Toronto home prices fell more than 6% in two weeks


Internal mid-month statistics for June from the Toronto Real Estate Board show average prices in the Greater Toronto Area shed almost 6.4 per cent in just two weeks with sales down about 50 per cent from a year ago.

TREB reported Monday, in a note sent to members, that the average home sold for $808,847 from June 1 to 14 — a sharp drop from the average of $863,910 for May. The decline comes on top of a 6.2 per cent drop in prices from April to May.
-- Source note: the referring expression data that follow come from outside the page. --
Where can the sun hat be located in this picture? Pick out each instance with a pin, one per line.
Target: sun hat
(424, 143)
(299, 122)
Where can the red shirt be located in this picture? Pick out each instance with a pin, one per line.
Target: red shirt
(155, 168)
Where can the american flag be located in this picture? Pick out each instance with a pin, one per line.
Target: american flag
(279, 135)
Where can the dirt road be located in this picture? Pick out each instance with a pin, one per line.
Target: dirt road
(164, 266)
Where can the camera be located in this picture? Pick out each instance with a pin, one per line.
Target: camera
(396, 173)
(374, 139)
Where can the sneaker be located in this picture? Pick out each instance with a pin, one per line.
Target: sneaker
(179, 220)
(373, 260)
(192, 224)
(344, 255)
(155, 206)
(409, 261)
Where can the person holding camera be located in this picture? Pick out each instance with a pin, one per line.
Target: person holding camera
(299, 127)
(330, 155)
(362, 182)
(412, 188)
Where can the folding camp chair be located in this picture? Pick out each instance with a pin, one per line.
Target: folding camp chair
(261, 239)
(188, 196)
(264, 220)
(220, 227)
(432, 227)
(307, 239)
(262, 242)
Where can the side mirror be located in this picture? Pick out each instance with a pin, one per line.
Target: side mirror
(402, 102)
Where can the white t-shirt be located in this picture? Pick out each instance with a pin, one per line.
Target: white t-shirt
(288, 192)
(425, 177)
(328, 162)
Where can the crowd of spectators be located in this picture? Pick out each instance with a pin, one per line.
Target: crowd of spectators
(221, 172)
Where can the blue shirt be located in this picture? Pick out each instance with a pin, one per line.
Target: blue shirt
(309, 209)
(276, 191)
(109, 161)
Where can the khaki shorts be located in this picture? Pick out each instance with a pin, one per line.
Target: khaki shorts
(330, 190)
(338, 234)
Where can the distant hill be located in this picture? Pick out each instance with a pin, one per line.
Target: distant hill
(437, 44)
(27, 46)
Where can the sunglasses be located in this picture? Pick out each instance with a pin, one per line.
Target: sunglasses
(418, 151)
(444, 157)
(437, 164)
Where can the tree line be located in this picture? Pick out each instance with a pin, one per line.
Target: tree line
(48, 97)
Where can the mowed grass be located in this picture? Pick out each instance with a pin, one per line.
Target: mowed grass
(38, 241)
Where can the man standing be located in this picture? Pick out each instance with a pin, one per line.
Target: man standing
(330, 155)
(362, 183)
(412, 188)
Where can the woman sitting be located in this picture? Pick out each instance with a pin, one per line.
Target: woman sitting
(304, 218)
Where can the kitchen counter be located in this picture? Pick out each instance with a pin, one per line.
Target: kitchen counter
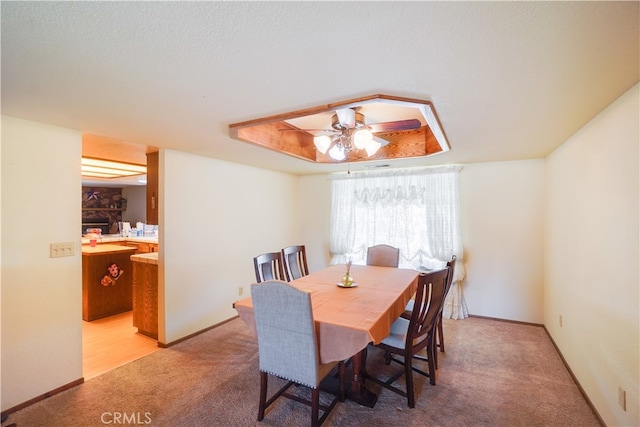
(145, 293)
(150, 258)
(105, 249)
(111, 238)
(107, 277)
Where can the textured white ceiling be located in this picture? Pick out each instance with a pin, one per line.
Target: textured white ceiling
(508, 80)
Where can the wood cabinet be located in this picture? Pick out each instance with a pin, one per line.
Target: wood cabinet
(106, 290)
(145, 295)
(152, 187)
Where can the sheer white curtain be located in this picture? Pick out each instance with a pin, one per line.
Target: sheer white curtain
(416, 210)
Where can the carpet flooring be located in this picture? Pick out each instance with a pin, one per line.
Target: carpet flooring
(493, 374)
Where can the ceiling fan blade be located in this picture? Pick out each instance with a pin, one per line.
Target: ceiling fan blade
(382, 142)
(346, 117)
(308, 130)
(410, 124)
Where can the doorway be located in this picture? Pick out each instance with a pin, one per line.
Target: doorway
(113, 341)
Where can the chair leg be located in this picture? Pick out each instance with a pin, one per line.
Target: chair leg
(342, 391)
(432, 354)
(315, 406)
(263, 395)
(408, 374)
(440, 334)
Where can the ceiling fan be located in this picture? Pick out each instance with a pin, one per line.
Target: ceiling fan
(350, 132)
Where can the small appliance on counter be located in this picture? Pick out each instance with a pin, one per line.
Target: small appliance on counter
(93, 234)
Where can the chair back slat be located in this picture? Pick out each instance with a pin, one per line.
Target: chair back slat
(287, 342)
(295, 262)
(268, 266)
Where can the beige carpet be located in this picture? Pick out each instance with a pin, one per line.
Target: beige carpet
(492, 374)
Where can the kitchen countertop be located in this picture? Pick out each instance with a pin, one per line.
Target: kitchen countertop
(104, 249)
(150, 258)
(109, 238)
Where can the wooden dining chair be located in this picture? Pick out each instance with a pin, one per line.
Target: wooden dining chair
(383, 256)
(408, 337)
(440, 332)
(288, 347)
(268, 266)
(294, 259)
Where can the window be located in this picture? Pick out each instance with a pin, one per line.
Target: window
(415, 210)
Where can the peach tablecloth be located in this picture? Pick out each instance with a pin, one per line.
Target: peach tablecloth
(348, 319)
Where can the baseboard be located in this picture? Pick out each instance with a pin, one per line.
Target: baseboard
(166, 345)
(575, 379)
(506, 320)
(30, 402)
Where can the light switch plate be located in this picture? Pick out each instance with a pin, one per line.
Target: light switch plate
(61, 249)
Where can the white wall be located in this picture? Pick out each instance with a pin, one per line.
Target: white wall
(501, 217)
(315, 205)
(215, 216)
(41, 296)
(591, 254)
(136, 203)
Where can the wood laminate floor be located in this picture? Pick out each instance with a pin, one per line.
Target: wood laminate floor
(112, 342)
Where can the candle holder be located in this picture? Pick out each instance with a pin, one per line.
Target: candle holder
(347, 279)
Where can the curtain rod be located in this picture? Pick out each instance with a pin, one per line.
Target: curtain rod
(397, 172)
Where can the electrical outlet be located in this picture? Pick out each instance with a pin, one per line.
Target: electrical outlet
(57, 250)
(622, 398)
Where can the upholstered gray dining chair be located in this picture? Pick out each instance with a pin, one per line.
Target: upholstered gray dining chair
(408, 337)
(288, 346)
(294, 259)
(268, 266)
(383, 256)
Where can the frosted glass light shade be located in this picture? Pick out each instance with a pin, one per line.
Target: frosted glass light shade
(362, 138)
(322, 143)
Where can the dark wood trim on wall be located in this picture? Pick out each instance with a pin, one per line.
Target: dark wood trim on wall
(575, 380)
(506, 320)
(166, 345)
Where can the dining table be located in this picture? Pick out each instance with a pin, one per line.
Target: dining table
(348, 319)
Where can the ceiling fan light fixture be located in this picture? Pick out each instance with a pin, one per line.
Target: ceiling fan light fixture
(362, 138)
(322, 143)
(373, 148)
(337, 153)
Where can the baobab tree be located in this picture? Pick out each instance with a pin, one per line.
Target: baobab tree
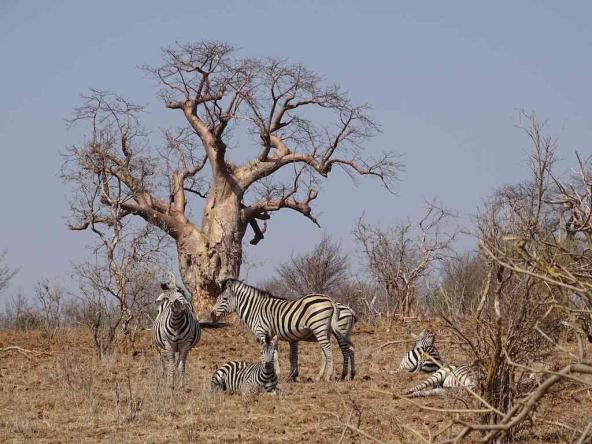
(297, 128)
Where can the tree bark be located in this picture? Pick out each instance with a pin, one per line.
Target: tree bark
(214, 253)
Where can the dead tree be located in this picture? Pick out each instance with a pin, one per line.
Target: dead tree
(301, 130)
(322, 270)
(6, 273)
(400, 257)
(116, 282)
(535, 237)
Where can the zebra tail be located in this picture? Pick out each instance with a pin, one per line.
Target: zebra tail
(205, 323)
(335, 321)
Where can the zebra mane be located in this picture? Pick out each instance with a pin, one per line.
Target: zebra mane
(259, 290)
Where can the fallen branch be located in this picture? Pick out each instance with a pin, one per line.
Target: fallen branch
(24, 351)
(433, 409)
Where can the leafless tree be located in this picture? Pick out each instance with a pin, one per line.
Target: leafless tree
(534, 236)
(6, 273)
(50, 297)
(302, 130)
(400, 257)
(118, 283)
(322, 270)
(457, 291)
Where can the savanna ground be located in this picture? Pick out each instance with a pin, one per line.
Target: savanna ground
(69, 395)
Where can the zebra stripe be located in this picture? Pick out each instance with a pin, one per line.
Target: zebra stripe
(342, 332)
(175, 332)
(306, 319)
(246, 377)
(424, 357)
(449, 376)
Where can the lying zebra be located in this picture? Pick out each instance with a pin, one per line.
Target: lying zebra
(425, 357)
(247, 378)
(449, 376)
(310, 318)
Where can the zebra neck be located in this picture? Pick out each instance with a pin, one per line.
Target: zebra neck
(267, 371)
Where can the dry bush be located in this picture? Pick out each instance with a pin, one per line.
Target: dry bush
(20, 315)
(50, 297)
(457, 291)
(118, 287)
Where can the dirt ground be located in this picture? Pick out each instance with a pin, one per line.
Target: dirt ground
(69, 395)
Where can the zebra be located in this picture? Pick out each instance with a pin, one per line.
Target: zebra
(245, 377)
(342, 332)
(309, 318)
(175, 331)
(448, 376)
(424, 357)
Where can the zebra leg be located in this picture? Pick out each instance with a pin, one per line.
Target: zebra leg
(425, 393)
(343, 345)
(169, 356)
(352, 354)
(326, 371)
(181, 367)
(293, 362)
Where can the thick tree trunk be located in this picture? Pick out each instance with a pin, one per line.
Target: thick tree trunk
(214, 253)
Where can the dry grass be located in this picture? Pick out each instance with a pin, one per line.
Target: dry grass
(71, 396)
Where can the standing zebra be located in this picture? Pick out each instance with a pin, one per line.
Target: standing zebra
(249, 378)
(309, 318)
(424, 357)
(342, 332)
(175, 331)
(449, 376)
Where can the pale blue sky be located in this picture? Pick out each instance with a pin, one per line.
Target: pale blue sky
(446, 80)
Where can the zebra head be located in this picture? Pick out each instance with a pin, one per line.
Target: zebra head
(425, 339)
(268, 350)
(174, 299)
(226, 302)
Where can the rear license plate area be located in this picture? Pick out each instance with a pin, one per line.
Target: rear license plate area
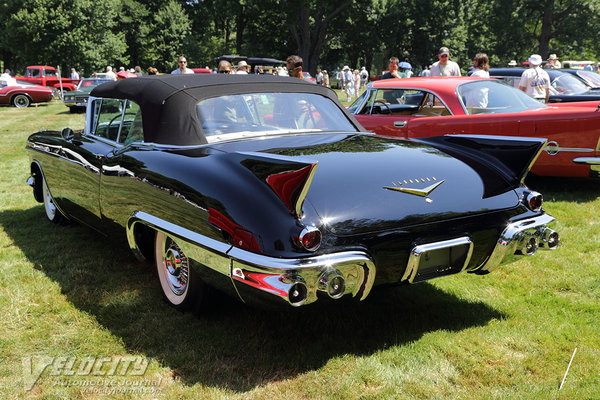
(432, 260)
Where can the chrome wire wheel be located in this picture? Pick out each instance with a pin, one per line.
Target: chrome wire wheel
(21, 101)
(173, 269)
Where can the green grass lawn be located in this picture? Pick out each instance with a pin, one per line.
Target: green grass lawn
(66, 291)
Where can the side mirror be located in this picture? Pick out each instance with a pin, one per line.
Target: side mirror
(67, 133)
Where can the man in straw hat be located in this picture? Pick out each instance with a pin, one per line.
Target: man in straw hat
(553, 62)
(445, 67)
(535, 81)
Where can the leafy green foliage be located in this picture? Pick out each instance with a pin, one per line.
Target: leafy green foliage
(67, 291)
(89, 34)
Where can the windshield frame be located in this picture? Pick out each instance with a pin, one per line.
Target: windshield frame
(250, 115)
(527, 102)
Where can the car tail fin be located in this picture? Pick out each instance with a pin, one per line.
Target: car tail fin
(290, 180)
(510, 156)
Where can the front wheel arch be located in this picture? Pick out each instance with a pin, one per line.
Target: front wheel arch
(21, 100)
(36, 174)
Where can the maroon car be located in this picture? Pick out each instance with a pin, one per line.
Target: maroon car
(22, 94)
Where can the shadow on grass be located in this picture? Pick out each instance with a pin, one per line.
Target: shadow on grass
(565, 189)
(231, 346)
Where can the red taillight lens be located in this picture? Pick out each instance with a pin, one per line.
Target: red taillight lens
(534, 201)
(310, 238)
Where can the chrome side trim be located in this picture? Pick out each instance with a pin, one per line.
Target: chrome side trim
(512, 239)
(206, 251)
(553, 148)
(416, 253)
(279, 275)
(285, 278)
(587, 160)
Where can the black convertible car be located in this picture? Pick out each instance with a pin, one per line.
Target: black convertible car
(268, 189)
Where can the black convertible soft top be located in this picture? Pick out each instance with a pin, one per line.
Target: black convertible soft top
(168, 102)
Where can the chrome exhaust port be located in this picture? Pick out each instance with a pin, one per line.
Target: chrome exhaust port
(333, 283)
(297, 294)
(550, 239)
(528, 245)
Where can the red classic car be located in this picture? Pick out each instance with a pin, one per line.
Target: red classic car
(435, 106)
(22, 94)
(45, 75)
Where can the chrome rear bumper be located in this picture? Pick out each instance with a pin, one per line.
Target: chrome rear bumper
(520, 238)
(298, 281)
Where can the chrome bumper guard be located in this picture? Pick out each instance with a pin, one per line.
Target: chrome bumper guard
(521, 238)
(593, 162)
(294, 280)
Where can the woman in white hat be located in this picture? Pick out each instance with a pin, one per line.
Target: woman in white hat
(553, 62)
(535, 81)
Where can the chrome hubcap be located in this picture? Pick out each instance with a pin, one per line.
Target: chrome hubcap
(176, 268)
(48, 203)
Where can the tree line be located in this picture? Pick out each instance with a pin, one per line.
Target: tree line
(91, 34)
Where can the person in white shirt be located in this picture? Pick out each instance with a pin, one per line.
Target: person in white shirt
(183, 69)
(552, 63)
(481, 65)
(478, 96)
(110, 74)
(242, 68)
(535, 81)
(444, 67)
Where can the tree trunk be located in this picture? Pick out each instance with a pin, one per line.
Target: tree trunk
(240, 23)
(310, 40)
(547, 29)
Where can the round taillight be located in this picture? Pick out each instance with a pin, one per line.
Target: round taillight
(310, 238)
(534, 201)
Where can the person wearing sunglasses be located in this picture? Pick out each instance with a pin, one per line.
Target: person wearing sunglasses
(182, 67)
(294, 66)
(445, 67)
(224, 67)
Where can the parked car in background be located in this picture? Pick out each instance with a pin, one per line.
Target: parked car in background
(23, 94)
(423, 107)
(590, 78)
(268, 189)
(577, 64)
(77, 99)
(45, 75)
(308, 77)
(202, 70)
(335, 80)
(564, 86)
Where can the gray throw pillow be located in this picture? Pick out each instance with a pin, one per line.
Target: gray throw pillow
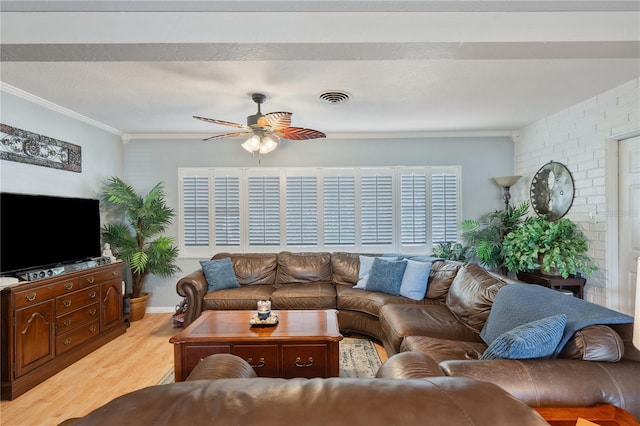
(386, 276)
(536, 339)
(219, 274)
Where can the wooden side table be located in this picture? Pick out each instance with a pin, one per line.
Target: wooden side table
(573, 284)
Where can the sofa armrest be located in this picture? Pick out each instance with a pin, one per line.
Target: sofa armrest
(558, 382)
(222, 366)
(193, 287)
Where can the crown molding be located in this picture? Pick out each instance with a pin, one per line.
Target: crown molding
(7, 88)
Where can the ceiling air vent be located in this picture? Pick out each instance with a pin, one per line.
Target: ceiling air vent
(334, 97)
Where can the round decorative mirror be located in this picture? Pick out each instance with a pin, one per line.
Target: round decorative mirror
(552, 191)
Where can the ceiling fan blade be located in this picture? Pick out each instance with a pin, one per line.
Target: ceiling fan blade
(228, 135)
(299, 134)
(224, 123)
(276, 120)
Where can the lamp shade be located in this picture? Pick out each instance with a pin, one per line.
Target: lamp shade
(504, 181)
(636, 318)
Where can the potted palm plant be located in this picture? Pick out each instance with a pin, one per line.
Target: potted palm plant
(554, 247)
(136, 240)
(484, 236)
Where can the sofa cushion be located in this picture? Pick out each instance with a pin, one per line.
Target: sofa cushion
(443, 349)
(244, 298)
(537, 339)
(307, 296)
(441, 276)
(471, 295)
(253, 268)
(386, 276)
(300, 268)
(594, 343)
(369, 302)
(399, 321)
(414, 280)
(219, 274)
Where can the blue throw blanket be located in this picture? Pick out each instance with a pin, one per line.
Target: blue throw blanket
(517, 304)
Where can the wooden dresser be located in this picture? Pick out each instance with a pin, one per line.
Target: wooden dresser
(51, 323)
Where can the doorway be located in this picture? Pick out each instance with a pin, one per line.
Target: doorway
(628, 221)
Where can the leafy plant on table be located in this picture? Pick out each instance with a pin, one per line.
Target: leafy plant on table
(484, 236)
(556, 248)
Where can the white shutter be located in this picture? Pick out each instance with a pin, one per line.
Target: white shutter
(444, 200)
(339, 210)
(302, 210)
(227, 210)
(264, 210)
(195, 210)
(376, 210)
(413, 209)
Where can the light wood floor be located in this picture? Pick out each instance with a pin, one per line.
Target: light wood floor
(137, 359)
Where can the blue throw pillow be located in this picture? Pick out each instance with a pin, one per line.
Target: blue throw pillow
(219, 274)
(414, 281)
(366, 262)
(386, 276)
(536, 339)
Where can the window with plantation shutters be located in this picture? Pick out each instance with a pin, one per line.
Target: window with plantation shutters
(413, 209)
(264, 210)
(339, 216)
(382, 209)
(444, 201)
(376, 210)
(302, 210)
(195, 210)
(227, 210)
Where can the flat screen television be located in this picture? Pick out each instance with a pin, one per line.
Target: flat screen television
(40, 231)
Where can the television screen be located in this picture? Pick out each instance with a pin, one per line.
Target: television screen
(38, 231)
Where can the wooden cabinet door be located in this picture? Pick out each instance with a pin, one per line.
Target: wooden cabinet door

The board no longer makes public mid-month stats.

The peak of the market in Canada’s largest city now appears to be in April when the average price soared to $920,791, the same month that Ontario brought in its 16-point Fair Housing Plan, which included a 15 per cent non-resident speculation tax for buyers in the Greater Golden Horseshoe and expanded rent controls that limited annual rent increases to inflation, capped at 2.5 per cent, for all rentals across the province.
 My view:

We have been warning about the bubble in Canadian house prices for several years now.
Expect Vancouver to be the next market to show up in the headlines with declining sales and falling prices.
This implies that very soon many house owners will be "under water" as the equity in the homes falls below zero.
Canada and Australia have up to now avoided the housing collapse the United States experienced 10 years ago.  But high levels of leverage always lead to the same experience - rapid deleveraging.
Considering Toronto prices have fallen 12% in just 3 months, watch to see how fast the contagion spreads.  Canadian Bank stock values are vulnerable in our view as Home Capital Group price drop recently shows.